Ein Chlorophyll, das niemand auf
der Rechnung hatte
Im Wesentlichen haben die Forscher zwei zentrale
Erkenntnisse gewonnen, die den bisherigen Wissensstand fundamental korrigieren:
Der erste Reaktionsschritt im Zentrum von PS2 wird von einem einzelnen
Chlorophyll (ChlD1 in Abb. 2) durchgeführt, welches nach bisheriger Überzeugung
nicht dafür eingeplant war. "Obwohl es sehr nahe am bisher für das eigentliche
Reaktionszentrum gehaltenen Chlorophyll-Paar - das analoge Pigmentpaar in den
Reaktionszentren von photosynthetischen Bakterien wird als "spezielles Paar"

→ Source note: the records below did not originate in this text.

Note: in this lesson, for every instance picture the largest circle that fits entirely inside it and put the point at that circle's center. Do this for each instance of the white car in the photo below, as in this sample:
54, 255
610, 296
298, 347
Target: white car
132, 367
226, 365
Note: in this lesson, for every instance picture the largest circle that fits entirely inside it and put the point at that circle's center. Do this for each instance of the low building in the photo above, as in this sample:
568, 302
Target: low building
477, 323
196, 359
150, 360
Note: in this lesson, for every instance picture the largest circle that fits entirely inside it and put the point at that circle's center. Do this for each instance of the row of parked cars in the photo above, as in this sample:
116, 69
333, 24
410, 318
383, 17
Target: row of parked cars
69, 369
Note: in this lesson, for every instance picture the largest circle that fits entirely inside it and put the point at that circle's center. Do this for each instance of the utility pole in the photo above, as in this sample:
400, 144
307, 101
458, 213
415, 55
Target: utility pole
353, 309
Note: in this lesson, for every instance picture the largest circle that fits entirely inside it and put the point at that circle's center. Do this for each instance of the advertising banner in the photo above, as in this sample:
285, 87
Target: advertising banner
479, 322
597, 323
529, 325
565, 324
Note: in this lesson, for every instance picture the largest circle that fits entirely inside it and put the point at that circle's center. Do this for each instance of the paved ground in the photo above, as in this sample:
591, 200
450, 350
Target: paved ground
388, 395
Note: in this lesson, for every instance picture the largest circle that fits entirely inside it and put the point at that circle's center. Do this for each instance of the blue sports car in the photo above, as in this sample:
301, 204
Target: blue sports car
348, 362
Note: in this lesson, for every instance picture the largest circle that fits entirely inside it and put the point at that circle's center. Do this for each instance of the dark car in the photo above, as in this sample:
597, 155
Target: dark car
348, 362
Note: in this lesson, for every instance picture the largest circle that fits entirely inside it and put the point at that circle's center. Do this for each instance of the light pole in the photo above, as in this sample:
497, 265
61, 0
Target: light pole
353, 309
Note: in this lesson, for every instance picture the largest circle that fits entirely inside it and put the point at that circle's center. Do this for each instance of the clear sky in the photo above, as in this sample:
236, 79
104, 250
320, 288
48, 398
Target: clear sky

bezeichnet - liegt, hatte es niemand 'auf seiner Rechnung'", blickt Rögner
zurück. Mit der aktuellen Arbeit konnten die Forscher erstmals den
experimentellen Beweis dafür unter physiologischen Raumtemperaturbedingungen
erbringen (s. Abb. 2). "Folglich muss das Lehrbuchwissen der Photosynthese in
dieser Hinsicht korrigiert werden, zumal es sich um ein Prinzip zu handeln
scheint, welches die Natur offensichtlich auch im anderen Photosystem, dem
Photosystem 1, und darüber hinaus auch bei allen höheren Pflanzen angewandt
hat", erklärt der Biologe.
Hohe Oxidationskraft verstehen
Die
Spaltung von Wasser in Sauerstoff und Protonen - d.h. die zentrale Funktion für
die Speicherung von Solarenergie in der Photosynthese - erfordert die höchste
Oxidationskraft, die biologischen Systemen bekannt ist. Die neuen Erkenntnisse
der Mülheimer und Bochumer Forscher liefern nun die molekulare Erklärung für die
bisher nicht gut verstandene extrem hohe Oxidationskraft von Photosystem 2. Ein
monomeres Chlorophyll kann prinzipiell eine wesentlich höhere Oxidationskraft
entwickeln als das bisher angenommene "Spezialpaar Chlorophyll".
Weiterleitung ist schneller als Gradientenaufbau
Die zweite zentrale Erkenntnis betrifft den Prozess der Weiterleitung der Lichtanregung: Sie verläuft wesentlich rascher als der Prozess der ersten "chemischen" Reaktion, d.h. der Aufbau eines elektrischen Gradienten über der Membran. Jedes PS2 besitzt eine große Antenne aus vielen Chlorophyllen, welche die Lichtenergie sehr effektiv einfangen und praktisch verlustfrei zu den relativ wenigen Reaktionszentrenchlorophyllen ("Trap") weiterleiten. Für die effektive Ausnutzung der Lichtenergie ist die Beantwortung der Frage wichtig, welcher der beiden Prozesse - Weiterleitung der Lichtanregung oder Aufbau des elektrischen Gradienten - der limitierende ist. Die durchgeführten Untersuchungen zeigen eindeutig, dass die Energieübertragung von den Antennen zum Zentrum der schnellere und damit nicht der limitierende Schritt ist.
Neues Bild der Photosynthese
Zusammengenommen ergibt sich durch diese Erkenntnisse ein
neues Bild der primären Vorgänge der Photosynthese. Es wird sicher auch
Auswirkungen auf sog. biomimetische Verfahren haben, mit welchen die natürlichen
Prozesse künstlich "nachgebaut" werden sollen, um die Solarenergie als
unerschöpfliche Energiequelle durch Nachahmung der Natur wesentlich effektiver
nutzen zu können als es heute mit Sonnenkollektoren möglich ist.
Quelle: Pressemitteilung Informationsdienst Wissenschaft e.V.